With understanding more and more there can be a letting go of the desire to develop and become anything. And as one's mind is freed from all that desire to become and get something, to attain something, then Truth starts revealing itself. It's ever-present, here and now. It's a matter of just being able to be open and sensitive so that Truth is revealed. It's not something that is revealed from outside. The Truth is always present but we don't see it if we're caught up in the idea of attainments, of 'me' having to do something, of 'me' having to get something.

So the Buddha made this direct attack on 'me and mine'. That's the only thing that's blocking you up. The obstacle is the attachment to a self-view, that's what is the problem! If you just see through that self-view, let go of that, then you'll understand the rest. You don't need to know all the other kind of elaborate esoteric formulas, or anything. You don't have to go endlessly on into the complexity, if you just let go of the ignorant view of 'I am'.

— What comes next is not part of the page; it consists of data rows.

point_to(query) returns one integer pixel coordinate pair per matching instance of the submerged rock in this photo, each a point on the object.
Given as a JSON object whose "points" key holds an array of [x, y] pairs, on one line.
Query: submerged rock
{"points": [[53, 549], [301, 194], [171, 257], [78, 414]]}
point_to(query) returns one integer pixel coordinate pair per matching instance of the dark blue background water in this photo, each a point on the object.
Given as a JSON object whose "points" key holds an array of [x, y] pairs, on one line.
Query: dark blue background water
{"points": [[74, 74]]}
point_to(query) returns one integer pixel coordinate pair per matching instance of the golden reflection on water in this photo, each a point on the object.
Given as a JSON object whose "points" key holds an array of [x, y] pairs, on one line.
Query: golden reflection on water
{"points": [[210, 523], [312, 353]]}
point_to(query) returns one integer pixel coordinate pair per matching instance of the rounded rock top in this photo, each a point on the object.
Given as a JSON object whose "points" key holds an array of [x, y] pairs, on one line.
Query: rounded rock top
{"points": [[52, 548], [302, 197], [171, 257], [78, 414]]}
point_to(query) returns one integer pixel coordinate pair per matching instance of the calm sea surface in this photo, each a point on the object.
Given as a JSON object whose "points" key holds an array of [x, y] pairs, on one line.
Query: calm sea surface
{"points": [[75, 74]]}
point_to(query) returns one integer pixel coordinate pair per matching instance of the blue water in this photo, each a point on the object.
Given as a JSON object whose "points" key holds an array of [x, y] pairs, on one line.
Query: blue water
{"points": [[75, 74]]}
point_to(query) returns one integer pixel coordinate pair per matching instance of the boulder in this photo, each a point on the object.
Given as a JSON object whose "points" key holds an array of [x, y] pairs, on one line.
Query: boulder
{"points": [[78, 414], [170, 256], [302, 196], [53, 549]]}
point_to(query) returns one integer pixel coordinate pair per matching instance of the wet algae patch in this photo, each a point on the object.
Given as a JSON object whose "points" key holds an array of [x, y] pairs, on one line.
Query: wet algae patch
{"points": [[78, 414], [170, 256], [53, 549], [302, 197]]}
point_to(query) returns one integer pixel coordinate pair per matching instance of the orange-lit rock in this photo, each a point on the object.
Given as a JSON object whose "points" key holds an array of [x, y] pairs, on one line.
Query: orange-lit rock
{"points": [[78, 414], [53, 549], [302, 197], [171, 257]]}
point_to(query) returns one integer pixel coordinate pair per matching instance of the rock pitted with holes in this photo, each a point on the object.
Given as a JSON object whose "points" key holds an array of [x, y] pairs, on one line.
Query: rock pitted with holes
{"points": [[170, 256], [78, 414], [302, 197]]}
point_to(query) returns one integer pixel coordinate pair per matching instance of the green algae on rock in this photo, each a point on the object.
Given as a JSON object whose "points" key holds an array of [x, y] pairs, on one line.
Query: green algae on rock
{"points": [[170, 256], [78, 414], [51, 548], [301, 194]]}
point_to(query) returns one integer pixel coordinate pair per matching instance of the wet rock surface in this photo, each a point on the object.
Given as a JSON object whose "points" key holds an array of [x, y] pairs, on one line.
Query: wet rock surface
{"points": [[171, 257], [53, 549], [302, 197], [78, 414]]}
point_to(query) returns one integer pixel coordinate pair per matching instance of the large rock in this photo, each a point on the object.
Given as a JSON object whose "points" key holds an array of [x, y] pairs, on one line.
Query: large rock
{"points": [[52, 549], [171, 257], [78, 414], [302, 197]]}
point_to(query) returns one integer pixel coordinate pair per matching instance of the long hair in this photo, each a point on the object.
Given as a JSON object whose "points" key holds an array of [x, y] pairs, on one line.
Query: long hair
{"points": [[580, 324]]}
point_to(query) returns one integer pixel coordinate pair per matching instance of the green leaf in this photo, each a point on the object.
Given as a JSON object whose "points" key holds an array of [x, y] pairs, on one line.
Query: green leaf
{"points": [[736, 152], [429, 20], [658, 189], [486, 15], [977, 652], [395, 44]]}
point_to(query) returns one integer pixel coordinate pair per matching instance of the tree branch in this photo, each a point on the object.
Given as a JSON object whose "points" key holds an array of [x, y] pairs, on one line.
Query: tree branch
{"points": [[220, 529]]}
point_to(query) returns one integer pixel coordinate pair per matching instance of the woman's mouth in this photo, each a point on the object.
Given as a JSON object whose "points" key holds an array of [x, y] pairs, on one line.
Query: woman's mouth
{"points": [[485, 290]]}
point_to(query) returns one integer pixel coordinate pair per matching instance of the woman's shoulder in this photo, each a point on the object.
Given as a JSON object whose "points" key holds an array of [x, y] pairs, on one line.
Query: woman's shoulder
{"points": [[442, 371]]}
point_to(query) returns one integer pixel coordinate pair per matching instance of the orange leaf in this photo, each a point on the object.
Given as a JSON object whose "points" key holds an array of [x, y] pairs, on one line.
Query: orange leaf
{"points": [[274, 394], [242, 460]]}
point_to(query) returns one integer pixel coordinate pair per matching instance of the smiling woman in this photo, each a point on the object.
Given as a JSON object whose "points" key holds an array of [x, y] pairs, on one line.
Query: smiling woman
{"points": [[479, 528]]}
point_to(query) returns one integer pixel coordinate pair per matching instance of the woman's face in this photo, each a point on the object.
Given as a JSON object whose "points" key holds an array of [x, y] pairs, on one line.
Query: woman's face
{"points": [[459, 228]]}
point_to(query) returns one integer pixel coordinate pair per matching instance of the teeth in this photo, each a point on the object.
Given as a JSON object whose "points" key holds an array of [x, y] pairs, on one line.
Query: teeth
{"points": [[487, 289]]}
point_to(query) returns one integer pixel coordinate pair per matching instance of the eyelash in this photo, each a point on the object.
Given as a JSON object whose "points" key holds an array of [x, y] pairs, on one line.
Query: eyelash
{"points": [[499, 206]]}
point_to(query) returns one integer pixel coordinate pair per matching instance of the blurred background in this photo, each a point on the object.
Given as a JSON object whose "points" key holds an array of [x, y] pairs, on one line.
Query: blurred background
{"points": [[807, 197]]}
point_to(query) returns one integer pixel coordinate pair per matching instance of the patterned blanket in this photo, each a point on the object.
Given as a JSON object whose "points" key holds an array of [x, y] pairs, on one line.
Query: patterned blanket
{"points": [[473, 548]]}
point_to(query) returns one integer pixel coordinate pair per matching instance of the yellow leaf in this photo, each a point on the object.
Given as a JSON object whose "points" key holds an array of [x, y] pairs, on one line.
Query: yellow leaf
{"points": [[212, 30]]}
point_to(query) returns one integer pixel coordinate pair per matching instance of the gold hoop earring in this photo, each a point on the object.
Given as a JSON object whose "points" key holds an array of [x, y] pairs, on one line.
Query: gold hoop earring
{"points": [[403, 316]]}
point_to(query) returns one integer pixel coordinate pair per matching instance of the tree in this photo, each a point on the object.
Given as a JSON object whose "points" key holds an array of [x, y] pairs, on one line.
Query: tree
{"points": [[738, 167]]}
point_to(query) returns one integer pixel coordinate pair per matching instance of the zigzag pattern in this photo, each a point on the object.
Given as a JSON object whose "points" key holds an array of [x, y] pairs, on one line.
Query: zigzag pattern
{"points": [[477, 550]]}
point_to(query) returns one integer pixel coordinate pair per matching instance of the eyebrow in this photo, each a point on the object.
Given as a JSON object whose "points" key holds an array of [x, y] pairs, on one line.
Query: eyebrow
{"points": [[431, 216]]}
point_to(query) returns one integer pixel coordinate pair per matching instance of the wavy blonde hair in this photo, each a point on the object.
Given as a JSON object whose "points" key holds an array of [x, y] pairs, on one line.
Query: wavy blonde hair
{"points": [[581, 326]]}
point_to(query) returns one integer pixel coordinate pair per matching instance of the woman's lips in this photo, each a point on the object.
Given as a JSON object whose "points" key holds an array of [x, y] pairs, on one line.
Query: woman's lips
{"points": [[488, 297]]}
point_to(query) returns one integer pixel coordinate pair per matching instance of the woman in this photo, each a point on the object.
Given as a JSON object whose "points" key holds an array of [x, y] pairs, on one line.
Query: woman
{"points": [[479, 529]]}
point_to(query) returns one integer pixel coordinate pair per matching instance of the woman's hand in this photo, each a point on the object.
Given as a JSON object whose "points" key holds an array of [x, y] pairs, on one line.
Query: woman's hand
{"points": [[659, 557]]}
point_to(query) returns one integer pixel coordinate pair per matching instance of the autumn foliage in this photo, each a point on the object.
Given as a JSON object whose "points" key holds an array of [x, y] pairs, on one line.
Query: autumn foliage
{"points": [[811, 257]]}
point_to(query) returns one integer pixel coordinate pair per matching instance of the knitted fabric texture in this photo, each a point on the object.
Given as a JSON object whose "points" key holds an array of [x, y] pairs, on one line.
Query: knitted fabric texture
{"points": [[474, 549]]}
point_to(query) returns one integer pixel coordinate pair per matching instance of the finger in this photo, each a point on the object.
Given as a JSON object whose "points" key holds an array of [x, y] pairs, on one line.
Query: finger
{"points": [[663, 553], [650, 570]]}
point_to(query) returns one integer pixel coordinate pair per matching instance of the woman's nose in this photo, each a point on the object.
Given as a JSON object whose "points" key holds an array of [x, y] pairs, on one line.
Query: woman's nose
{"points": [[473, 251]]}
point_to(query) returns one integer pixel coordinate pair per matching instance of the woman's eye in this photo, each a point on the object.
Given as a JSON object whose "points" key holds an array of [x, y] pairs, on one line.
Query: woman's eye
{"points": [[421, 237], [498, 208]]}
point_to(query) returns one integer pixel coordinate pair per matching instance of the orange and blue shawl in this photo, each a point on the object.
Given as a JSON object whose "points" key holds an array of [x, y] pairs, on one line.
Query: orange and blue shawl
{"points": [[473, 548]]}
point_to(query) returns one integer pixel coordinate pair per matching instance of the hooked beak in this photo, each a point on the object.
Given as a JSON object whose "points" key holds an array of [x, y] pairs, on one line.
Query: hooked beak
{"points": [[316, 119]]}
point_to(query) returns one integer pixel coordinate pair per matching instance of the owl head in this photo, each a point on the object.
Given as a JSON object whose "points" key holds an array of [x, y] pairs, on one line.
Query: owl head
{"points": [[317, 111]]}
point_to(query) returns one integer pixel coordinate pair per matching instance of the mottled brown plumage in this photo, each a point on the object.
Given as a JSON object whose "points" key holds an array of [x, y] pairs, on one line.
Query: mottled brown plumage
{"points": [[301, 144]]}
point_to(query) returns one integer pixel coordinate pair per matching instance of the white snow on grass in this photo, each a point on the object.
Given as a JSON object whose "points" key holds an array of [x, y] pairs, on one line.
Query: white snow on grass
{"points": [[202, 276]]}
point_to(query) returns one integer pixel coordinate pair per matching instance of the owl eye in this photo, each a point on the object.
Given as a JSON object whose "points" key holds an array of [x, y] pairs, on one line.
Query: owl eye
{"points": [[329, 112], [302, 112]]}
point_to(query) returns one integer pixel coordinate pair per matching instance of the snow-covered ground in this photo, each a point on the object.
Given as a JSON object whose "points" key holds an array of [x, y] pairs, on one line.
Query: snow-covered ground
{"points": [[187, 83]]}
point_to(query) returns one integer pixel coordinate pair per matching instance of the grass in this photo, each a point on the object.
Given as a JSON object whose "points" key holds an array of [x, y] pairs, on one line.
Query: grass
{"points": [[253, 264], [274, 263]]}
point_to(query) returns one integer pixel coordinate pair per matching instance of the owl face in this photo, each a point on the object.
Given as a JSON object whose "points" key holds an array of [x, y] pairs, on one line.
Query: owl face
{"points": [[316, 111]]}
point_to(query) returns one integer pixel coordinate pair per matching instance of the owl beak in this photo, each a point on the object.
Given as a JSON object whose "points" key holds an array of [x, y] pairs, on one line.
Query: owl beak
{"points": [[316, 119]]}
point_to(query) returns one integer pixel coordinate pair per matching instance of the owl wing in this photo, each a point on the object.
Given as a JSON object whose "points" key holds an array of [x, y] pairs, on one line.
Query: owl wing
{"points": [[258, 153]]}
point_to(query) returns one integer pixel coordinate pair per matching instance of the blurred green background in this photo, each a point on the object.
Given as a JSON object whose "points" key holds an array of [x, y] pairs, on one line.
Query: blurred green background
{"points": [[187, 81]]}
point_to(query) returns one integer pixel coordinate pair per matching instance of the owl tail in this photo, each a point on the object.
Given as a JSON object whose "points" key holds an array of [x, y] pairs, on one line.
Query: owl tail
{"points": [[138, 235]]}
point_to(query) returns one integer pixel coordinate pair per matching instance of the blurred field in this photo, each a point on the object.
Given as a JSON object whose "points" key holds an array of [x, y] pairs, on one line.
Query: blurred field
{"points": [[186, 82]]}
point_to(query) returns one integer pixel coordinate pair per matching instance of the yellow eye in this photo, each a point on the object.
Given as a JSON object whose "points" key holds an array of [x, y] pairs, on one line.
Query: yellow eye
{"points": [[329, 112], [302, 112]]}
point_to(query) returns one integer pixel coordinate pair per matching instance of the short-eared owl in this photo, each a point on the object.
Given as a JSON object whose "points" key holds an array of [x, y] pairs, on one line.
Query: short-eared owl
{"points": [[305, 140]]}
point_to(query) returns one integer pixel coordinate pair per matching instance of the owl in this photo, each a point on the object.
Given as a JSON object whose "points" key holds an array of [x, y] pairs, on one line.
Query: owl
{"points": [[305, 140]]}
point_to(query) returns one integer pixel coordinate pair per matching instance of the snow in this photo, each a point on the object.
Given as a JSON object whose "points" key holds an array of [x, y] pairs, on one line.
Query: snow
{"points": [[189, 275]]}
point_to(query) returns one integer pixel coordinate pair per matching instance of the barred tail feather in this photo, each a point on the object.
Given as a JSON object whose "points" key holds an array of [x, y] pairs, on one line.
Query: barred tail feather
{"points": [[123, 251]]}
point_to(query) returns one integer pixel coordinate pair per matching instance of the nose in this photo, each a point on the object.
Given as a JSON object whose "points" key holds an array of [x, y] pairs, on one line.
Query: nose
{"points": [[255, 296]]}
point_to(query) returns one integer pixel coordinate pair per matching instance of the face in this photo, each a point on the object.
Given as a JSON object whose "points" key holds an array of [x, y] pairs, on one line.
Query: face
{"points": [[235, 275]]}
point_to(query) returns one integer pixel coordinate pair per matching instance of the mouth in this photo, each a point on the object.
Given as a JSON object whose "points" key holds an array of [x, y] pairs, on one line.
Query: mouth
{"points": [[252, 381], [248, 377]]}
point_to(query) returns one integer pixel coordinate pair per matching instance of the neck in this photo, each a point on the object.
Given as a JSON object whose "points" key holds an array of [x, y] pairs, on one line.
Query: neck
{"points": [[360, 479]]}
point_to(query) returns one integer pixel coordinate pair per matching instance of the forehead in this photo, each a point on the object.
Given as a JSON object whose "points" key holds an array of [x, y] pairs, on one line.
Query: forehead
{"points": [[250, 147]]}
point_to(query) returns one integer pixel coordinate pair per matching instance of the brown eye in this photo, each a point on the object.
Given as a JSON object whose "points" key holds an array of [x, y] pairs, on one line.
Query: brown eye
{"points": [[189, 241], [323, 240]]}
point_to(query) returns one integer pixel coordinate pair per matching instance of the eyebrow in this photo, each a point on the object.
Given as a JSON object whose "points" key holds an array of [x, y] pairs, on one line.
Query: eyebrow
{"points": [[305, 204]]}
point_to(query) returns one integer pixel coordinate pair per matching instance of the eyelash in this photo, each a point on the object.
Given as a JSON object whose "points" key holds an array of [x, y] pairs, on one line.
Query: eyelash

See that, and know and understand the way of letting go, of non-attachment. Then the Truth reveals itself wherever you are, all the time. But until you do that then you'll always be caught in creating problems and complications.

'Avijjapaccaya sankhara; sankharapaccaya vi˝˝anam; vi˝˝anapaccaya namarupam; namarupapaccaya salayatanam; salayatanapaccaya phasso; phassapaccaya vedana; vedanapaccaya tanha; tanhapaccaya upadanam; upadanapaccaya bhavo; bhavapaccaya jati; jatipaccaya jaramaranam-soka-parideva-dukkha-domanassupayasa.'*

(*This is the formulation, in the Pali language of the scriptures, of the teaching on Dependent Origination (paticcasamuppada). The translation of this is in the Introduction; the main thrust of its message is contained in the English that follows.)

All this means if you keep insisting on being attached to the illusions of a self, to greed hatred and delusion, all you're going to ever get at the end is old age, sickness, and death, grief, sorrow, despair and anguish. That's all you'll get for the rest of your life: pretty boring prospect isn't it!

But you can be free from that here and now, through this Right Understanding, seeing things in the right way. There can be the knowing of Truth in which one is no longer deluded by appearances or habits, or by the conditions around us.